Sending out prayers for her...


----------



## Susan6953 (Jun 9, 2008)

I just now saw this. We will be praying for Roxie's safe return.

I'm glad the Fayetteville stray has been taken in and will now find either her owners or a new forever home.


----------



## Karen519 (Aug 21, 2006)

*Roxie*

The owners had to go back to Florida-health issues-but all of Roxie's Team which is lots of us in NC, IL, NY, etc., etc. are in daily contact.

Veronica and Keri who both live near where Roie was lost in Waxhaw, N.C., are the main contacts:
[email protected]
[email protected]
Veronica's number: 704-843-7982

Tracker is going out today to a location where another sighting was reported


----------



## Karen519 (Aug 21, 2006)

*Update*

The tracker got ill yeserday and couldn't come.
Veronica is contacting another tracker to see if they can.
Two wonderful ladies from Mathews, NC, area, Victoria and Vicki have volunteered to post flyers at the businesses, etc.
The person on Craigslsit that spotted a Golden Ret. on Pineville and Mathews Roads left no way to contact her/he, so we can't narrow down the location a and I guess it's a huge road.

Please everyone please keep your eyes out for Roxie.
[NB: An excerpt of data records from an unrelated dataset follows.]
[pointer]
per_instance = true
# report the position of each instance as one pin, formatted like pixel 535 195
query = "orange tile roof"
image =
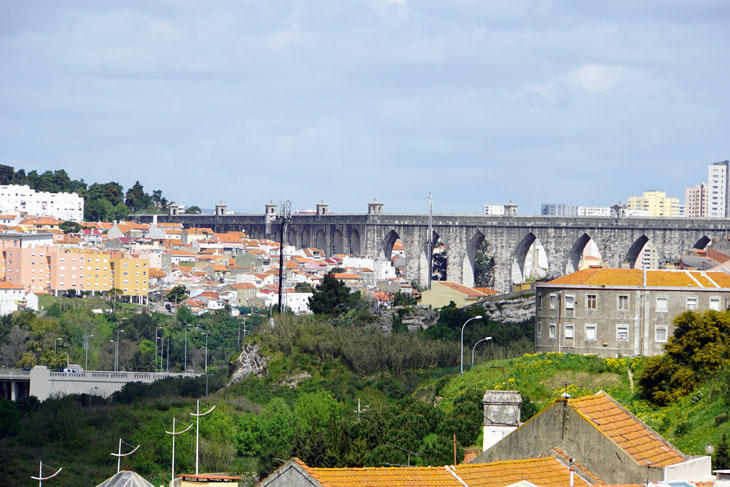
pixel 546 472
pixel 603 277
pixel 471 292
pixel 628 432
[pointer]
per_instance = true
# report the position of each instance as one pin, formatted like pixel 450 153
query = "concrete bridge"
pixel 619 239
pixel 42 383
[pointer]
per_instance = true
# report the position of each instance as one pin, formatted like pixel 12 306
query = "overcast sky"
pixel 344 100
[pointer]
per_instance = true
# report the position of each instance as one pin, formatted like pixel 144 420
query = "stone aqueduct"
pixel 563 238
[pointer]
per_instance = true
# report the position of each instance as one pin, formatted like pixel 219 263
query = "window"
pixel 569 331
pixel 590 332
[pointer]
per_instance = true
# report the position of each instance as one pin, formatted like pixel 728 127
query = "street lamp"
pixel 461 369
pixel 116 351
pixel 86 363
pixel 485 339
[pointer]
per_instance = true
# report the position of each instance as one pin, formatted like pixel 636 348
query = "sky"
pixel 344 101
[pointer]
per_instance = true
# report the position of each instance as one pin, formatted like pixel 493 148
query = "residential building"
pixel 695 201
pixel 20 198
pixel 545 472
pixel 604 442
pixel 11 296
pixel 131 276
pixel 612 312
pixel 559 209
pixel 718 189
pixel 594 211
pixel 656 203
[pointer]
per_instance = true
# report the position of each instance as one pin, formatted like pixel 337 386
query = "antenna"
pixel 119 454
pixel 197 415
pixel 174 434
pixel 284 218
pixel 41 478
pixel 430 238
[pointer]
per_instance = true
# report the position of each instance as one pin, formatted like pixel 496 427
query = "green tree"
pixel 332 297
pixel 700 346
pixel 70 227
pixel 176 294
pixel 721 459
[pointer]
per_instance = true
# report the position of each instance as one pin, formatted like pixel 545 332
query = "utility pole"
pixel 197 415
pixel 430 238
pixel 284 218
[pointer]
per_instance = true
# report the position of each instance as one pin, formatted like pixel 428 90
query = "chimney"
pixel 501 415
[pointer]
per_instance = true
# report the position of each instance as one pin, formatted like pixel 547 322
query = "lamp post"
pixel 206 363
pixel 461 369
pixel 162 343
pixel 485 339
pixel 116 351
pixel 86 363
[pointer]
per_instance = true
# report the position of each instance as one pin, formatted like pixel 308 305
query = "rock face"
pixel 249 362
pixel 509 309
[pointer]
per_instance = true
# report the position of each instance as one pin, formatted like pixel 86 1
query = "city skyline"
pixel 474 102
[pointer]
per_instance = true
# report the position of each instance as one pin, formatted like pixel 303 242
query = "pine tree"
pixel 722 455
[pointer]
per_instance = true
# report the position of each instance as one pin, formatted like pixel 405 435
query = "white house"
pixel 11 295
pixel 64 206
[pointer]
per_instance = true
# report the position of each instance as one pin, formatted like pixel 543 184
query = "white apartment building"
pixel 16 198
pixel 594 211
pixel 718 191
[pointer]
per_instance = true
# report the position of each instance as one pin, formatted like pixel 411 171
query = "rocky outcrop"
pixel 249 362
pixel 508 309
*There is a $500 reward for her SAFE RETURN, NO QUESTIONS ASKED!!*

*Veronica
704-843-7982*

P.S. SANDY, KATHI AND I LOOK EVERYDAY on Petharbor, Craigslist, Petfinder, Lassie Come Home North Carolina, Lost and Found DOgs North Carolina 2009 and FidoFinder.


----------



## Karen519 (Aug 21, 2006)

*Update from Veronica*

Update from Veronica (Waxhaw, NC)

Roxie, an 11-month-old, very sweet Golden mix was lost on October 27th at Cane Creek
Park in Waxhaw, NC near the NC/SC border. Roxie’s owners, Darlene and Larry Shope,
began an intensive and exhaustive search. Determined to find Roxie, they remained at
the camp, about 400 miles from their home in Florida.
A handful of individuals began to help by hiking through the woods, by creating flyers, by
canvassing neighborhoods, by posting online lost dog ads, by looking for dogs found
online, and by going to shelters. Ads were placed in newspapers. Appeals were made on
radio. Five thousand automated calls were made. A tracker was hired. Humane traps
were placed in areas of sightings. People called––they’d seen a Golden mix, a mediumsized
golden dog, a young dog that looked like Roxie, etc. More calls. More flyers. More
canvassing. More tracking. More online ads.
Five weeks into the search Darlene and Larry returned home to Florida to pay bills, renew
prescriptions, etc. Their team of volunteers stuck with them, committing to be their eyes,
ears and feet. Larry drove back to North Carolina to help search. Two days later he got a
call––Darlene was in hospital. He drove home six hours to the hospital. Even on
her way to the hospital, Darlene grabbed her cell phone, remembering her number was on
every flyer, every poster. The Roxie team continued searching.
Darlene came home after 5 days and is now recovering remarkably. Her spirit is strong
and her body grows stronger. The Roxie Team––people as far
away as the North Carolina coast, Chicago, even Oregon, and as close as Cane Creek
Park where Roxie was lost––keep working. Together, they have initiated, assisted and/or
rescued twelve other animals in their search to find Roxie.
If you are reading this story, you are the person we’re asking to help. Do you know where
Roxie is? Have you seen any dog that could be Roxie since October 27th? Do you know
anything that could help the Shope’s find her? Please, as busy as you are, if you would
take a few minutes to e-mail five friends and ask them to do the same. Together, we can
find Roxie. We need each other. We need your help. We all understand the things that
break our hearts––like losing the dog we love so very much. This Christmas, please help
give the Shope’s back their dog. Please help them find Roxie.
Many Thanks and Merry Christmas from Darlene and Larry and the Roxie Team!
ROXIE weighs 44 lbs. She has a white-tipped tail and has some white on her chest. She was last seen
wearing a teal harness. She is micro chipped. Roxie needs medication now. Her owners are offering a
$500 REWARD for her safe return, no questions asked. CALL 704 843 7982 or 904 708 3351.


----------



## jlc's mom (Dec 21, 2007)

If you can post this on you myspace, facebook or any other group please do. Help us spread the word. Email this photo to your freinds and have them foward it to who ever they know. Let get the word out!


----------



## Karen519 (Aug 21, 2006)

*Roxie*

Roxie 

--------------------------------------------------------------------------------

Update on Roxie:

Tomorrow Moneysaver magazine will carry Roxie's story-it will go to 30,000 homes so Veronica and Darlene are praying that many people will call them with some news, or leads about Little Roxie.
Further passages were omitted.